From the Guidelines
The initial management approach for patients with a patent foramen ovale (PFO) should prioritize antiplatelet therapy, with PFO closure considered for carefully selected patients under 60 years with cryptogenic stroke and high-risk PFO features. For asymptomatic patients with incidentally discovered PFOs, observation without specific treatment is typically recommended as these defects carry minimal risk [ 1 ]. For patients who have experienced a cryptogenic stroke with a PFO, antiplatelet therapy with aspirin (81-325 mg daily) is often the first-line treatment [ 1 ]. In cases of recurrent stroke despite antiplatelet therapy, or in patients with high-risk PFO features (large shunt, atrial septal aneurysm), anticoagulation with warfarin or direct oral anticoagulants may be considered [ 1 ]. Some key points to consider in the management of PFO include:
- PFO closure via percutaneous device placement is reserved for patients under 60 years with cryptogenic stroke and high-risk PFO features who have failed medical therapy [ 1 ].
- Lifestyle modifications including smoking cessation and maintaining healthy blood pressure are also important components of management.
- Patient counseling and shared decision-making, taking into account patient values and preferences, are important considerations [ 1 ].

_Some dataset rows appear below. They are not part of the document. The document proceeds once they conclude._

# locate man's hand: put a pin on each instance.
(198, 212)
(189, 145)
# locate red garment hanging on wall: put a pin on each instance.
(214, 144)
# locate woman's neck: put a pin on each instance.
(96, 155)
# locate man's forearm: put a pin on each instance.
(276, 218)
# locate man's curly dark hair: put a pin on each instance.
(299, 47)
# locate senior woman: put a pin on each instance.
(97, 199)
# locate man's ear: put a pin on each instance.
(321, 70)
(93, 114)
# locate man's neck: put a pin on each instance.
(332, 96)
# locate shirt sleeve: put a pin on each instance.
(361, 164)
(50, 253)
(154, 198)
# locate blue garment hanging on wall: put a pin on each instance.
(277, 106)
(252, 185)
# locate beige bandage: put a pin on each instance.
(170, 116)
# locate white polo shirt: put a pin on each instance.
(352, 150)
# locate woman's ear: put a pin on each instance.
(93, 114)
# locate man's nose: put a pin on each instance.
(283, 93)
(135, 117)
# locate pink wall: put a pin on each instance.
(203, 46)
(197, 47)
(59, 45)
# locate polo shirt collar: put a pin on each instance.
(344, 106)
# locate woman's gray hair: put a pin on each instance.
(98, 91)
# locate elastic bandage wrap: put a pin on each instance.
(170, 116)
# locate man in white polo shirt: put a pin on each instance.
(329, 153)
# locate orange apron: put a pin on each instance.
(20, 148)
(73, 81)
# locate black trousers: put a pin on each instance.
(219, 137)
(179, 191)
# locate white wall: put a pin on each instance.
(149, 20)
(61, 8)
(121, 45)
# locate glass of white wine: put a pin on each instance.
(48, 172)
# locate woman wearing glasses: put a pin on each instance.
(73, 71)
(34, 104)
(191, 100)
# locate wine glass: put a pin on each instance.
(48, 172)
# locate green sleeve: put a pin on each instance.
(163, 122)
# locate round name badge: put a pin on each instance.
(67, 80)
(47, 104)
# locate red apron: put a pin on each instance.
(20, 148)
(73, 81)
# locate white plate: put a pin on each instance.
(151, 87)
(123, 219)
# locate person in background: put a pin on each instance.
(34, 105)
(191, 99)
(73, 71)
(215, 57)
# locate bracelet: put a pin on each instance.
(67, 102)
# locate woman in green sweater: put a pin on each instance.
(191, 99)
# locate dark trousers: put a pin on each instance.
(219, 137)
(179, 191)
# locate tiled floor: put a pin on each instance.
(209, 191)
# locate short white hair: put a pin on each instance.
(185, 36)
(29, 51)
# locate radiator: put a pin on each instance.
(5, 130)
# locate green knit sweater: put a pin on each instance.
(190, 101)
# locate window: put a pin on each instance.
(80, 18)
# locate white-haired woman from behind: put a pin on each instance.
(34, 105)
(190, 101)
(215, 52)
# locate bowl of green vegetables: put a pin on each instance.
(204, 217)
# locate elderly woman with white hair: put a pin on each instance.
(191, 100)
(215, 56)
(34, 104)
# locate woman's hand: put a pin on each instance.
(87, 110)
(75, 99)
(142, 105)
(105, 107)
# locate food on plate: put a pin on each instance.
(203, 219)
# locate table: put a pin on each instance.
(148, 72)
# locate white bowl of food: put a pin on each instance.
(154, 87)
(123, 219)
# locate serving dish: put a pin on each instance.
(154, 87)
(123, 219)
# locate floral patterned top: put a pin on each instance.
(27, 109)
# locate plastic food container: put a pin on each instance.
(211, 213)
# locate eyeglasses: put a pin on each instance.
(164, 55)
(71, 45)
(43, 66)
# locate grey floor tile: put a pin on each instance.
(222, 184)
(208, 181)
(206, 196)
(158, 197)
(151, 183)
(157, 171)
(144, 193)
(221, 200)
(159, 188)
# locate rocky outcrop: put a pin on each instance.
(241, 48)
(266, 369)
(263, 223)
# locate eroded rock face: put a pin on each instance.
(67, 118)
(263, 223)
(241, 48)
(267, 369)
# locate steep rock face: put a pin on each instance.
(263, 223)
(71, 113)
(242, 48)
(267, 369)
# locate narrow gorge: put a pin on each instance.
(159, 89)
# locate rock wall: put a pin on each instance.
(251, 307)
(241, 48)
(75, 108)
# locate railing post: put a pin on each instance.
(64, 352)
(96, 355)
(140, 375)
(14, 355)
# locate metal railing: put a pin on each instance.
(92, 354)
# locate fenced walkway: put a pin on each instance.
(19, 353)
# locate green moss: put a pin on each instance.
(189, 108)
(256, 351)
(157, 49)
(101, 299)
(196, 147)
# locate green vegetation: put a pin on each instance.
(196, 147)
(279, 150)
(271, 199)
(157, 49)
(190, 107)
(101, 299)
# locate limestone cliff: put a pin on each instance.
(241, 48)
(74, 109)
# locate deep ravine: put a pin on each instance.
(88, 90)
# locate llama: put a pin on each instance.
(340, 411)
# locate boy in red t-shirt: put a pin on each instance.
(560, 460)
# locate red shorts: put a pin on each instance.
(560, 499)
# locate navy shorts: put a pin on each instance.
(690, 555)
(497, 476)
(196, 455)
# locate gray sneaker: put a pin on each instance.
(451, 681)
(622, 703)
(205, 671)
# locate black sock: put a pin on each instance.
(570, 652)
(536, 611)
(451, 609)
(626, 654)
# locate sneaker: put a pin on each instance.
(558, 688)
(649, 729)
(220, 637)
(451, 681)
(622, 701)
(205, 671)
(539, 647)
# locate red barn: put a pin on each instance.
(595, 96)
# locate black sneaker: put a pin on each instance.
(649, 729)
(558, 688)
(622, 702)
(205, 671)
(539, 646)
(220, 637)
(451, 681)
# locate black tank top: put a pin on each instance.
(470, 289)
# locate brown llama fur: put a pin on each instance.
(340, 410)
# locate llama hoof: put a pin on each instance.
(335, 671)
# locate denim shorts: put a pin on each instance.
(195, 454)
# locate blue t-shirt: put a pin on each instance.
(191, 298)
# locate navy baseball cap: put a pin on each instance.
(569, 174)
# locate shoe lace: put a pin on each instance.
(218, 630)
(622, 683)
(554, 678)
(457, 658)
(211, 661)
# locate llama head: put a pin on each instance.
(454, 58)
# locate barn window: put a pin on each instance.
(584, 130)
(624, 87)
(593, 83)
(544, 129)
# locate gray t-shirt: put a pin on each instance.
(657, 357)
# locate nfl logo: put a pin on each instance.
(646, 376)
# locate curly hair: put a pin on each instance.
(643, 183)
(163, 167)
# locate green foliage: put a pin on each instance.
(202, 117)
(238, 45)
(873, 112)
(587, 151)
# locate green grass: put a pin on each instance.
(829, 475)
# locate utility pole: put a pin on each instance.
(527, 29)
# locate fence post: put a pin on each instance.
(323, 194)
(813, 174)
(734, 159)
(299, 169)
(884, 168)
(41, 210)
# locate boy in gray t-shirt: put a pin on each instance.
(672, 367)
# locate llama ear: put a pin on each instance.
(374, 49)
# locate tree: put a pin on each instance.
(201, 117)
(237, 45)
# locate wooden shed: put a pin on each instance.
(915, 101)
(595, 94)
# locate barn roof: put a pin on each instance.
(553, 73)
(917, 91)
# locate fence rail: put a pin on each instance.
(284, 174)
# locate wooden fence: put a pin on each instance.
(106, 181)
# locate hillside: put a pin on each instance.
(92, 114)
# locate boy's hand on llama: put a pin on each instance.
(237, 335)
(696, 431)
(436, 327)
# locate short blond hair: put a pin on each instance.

- The benefits and risks of PFO closure, including the risk of procedural complications such as atrial fibrillation, should be carefully weighed [ 1 ]. Recent studies, including the CLOSE trial [ 1 ] and the REDUCE trial [ 1 ], have demonstrated the effectiveness of PFO closure in preventing recurrent stroke in carefully selected patients. However, the decision to proceed with PFO closure should be made on a case-by-case basis, taking into account the individual patient's risk factors and medical history [ 1 ].
From the Research
Initial Management Approach for Patients with Patent Foramen Ovale (PFO)
The initial management approach for patients with a patent foramen ovale (PFO) depends on various factors, including the presence of cryptogenic stroke, atrial septal aneurysm, or large interatrial shunt.
- The optimal antithrombotic strategy is still unclear, but studies suggest that anticoagulation may not convey a net benefit in prevention of recurrent stroke compared to antiplatelet treatment 2.
- PFO closure plus antiplatelet therapy may result in a substantial reduction in ischemic stroke recurrence compared to antiplatelet therapy alone, especially in patients with high-risk features such as atrial septal aneurysm or large interatrial shunt 3, 4, 5.
- Anticoagulation may reduce the risk of ischemic stroke recurrence, but it also increases the risk of major bleeding 3, 5.
- The choice of management strategy should be individualized based on patient characteristics, risk factors, and the presence of contraindications to certain treatments.
Comparison of Management Strategies
- PFO closure vs. antiplatelet therapy: PFO closure may be associated with a lower risk of recurrent stroke, but it also increases the risk of procedural complications and atrial fibrillation 4, 5.
- PFO closure vs. anticoagulation: PFO closure may be associated with a lower risk of major bleeding, but the difference in stroke recurrence is uncertain 3, 5.
- Anticoagulation vs. antiplatelet therapy: Anticoagulation may reduce the risk of ischemic stroke recurrence, but it also increases the risk of major bleeding 2, 3, 5.
Patient Selection and Risk Stratification
- The RoPE score may help in selecting patients who would benefit from anticoagulation 2.
- Patients with high-risk features such as atrial septal aneurysm or large interatrial shunt may benefit from PFO closure or anticoagulation 3, 4, 5.
- Further studies are needed to delineate the risk/benefit profile of different management strategies and to develop personalized treatment approaches for patients with PFO.